$\newcommand{\N}{\mathbb{N}}$
The convex hull $H$ of a subset $A$ of $X$ is defined as
$$
H = \{z \in X~|~\exists x,y \in A:\exists t \in [0,1]:z=(1-t)x+ty\}
$$
Then, can we show that any convex combination of elements of $A$ is in $H$? That is,
$$
\forall n \in \N: P(n)
$$
where
$$
P(n) \Leftrightarrow \forall (x_i)_{i \leq n} \subseteq A: \forall (t_i)_{i \leq n} \subseteq [0,1]:
\sum_{i=1}^n{t_i = 1} \Rightarrow \sum_{i=1}^n {t_i x_i} \in H
$$
I tried to show by mathematical induction:
First, it is obvious that $A \subseteq H$ because we can pick an element of $A$ twice; for all $x \in A$, $(1-t)x+tx = x \in H$.
Let $n = 1$. Then, $x_1 \in A$ and $t_1 = 1$ implies that $\sum_{i=1}^n {t_i x_i} = t_1 x_1 =x_1 \in A \subseteq H$. Therefore, $P(1)$ holds.
Now, let $n$ be arbitrary and suppose $P(n)$ holds. Let $(x_i)_{i \leq n+1} \subseteq A$, $(t_i)_{i \leq n+1} \subseteq [0,1]$, and $\sum_{i=1}^{n+1}t_i = 1$.

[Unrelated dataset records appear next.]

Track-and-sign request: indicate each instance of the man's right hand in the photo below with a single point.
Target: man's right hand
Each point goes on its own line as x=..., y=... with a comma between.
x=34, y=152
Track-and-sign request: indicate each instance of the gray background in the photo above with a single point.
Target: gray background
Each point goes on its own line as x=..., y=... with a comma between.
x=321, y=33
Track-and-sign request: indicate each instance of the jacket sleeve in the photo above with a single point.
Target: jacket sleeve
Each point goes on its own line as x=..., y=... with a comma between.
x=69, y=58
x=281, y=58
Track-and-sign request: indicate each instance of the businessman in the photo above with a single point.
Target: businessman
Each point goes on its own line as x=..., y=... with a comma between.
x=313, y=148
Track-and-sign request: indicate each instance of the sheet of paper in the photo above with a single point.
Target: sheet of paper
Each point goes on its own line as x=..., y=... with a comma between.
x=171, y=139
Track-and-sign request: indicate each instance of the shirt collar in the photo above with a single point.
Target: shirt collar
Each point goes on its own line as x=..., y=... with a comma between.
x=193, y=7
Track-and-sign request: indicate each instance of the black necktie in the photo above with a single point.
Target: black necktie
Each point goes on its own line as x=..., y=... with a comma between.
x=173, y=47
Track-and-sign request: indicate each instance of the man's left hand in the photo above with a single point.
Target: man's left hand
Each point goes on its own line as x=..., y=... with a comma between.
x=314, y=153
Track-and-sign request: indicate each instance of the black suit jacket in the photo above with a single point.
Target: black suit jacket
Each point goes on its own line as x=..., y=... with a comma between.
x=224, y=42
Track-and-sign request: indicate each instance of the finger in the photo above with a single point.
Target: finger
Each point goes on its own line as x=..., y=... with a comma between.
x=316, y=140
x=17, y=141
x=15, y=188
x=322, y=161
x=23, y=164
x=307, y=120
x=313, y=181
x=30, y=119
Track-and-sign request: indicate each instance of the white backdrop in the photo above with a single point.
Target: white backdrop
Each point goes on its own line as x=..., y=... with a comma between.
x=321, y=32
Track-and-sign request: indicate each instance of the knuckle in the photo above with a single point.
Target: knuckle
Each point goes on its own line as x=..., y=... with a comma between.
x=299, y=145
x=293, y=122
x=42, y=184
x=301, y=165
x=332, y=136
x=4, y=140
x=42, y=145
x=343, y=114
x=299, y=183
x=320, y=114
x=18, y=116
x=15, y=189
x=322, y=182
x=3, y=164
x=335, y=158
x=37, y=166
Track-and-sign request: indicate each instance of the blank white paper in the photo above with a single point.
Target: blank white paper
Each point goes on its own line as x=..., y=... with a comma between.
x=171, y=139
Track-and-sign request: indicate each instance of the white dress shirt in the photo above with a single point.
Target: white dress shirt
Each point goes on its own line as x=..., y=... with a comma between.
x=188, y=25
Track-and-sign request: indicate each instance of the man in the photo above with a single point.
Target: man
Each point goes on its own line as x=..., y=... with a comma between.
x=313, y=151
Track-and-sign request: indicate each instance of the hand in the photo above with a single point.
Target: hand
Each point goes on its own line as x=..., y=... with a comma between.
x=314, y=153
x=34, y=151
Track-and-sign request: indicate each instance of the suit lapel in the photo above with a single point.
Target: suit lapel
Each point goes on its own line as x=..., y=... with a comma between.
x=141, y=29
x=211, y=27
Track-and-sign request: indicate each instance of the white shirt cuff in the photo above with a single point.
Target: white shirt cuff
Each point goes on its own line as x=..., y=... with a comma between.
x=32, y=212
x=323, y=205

Case 1) $t_{n+1} = 1$. Then, $t_i = 0$ for all $i \leq n$, which gives $\sum_{i=1}^{n+1}t_ix_i = x_{n+1} \in A \subseteq H $.
Case 2) $t_{n+1} \neq 1$. From $\sum_{i=1}^{n+1}t_i = \sum_{i=1}^{n}t_i + t_{n+1} = 1$, we have $\sum_{i=1}^{n}\frac{t_i}{1-t_{n+1}} = 1$. Thus, by $P(n)$, $\sum_{i=1}^{n}\frac{t_i}{1-t_{n+1}}x_i \in H$. However, we cannot conclude that
$$
\sum_{i=1}^{n+1}t_i x_i = (1-t_{n+1})\sum_{i=1}^{n}\frac{t_i}{1-t_{n+1}}x_i + t_{n+1}x_{n+1} \in H
$$
because it is not guaranteed that
$$
\sum_{i=1}^{n}\frac{t_i}{1-t_{n+1}}x_i \in A
$$
whereas $x_{n+1} \in A$.
Best Answer
There is a major problem with your definition of the convex hull $H$: it is not a convex set!
As an example, let $A$ be 3 points in the plane that form the vertices of a triangle. Now, all of the edge points are included in $H$ because they are a convex combination of two of the vertices. However, no interior point of the triangle can be written as a convex combination of two of the vertices (since a convex combination of two points is collinear with them). This is a problem: now the line connecting the midpoints of two edges is not contained in $H$, breaking convexity.
I realized this issue while thinking about the end of your argument. Because you showed that $y := \sum_{j = 1}^n \frac{t_j}{1 - t_{n + 1}} x_j \in H$, you'd be done if you could conclude $$(1 - t_{n + 1})y + t_{n + 1}x_{n + 1} \in H$$ using the convexity of $H$. So I tried to verify that $H$ is convex and failed for a while.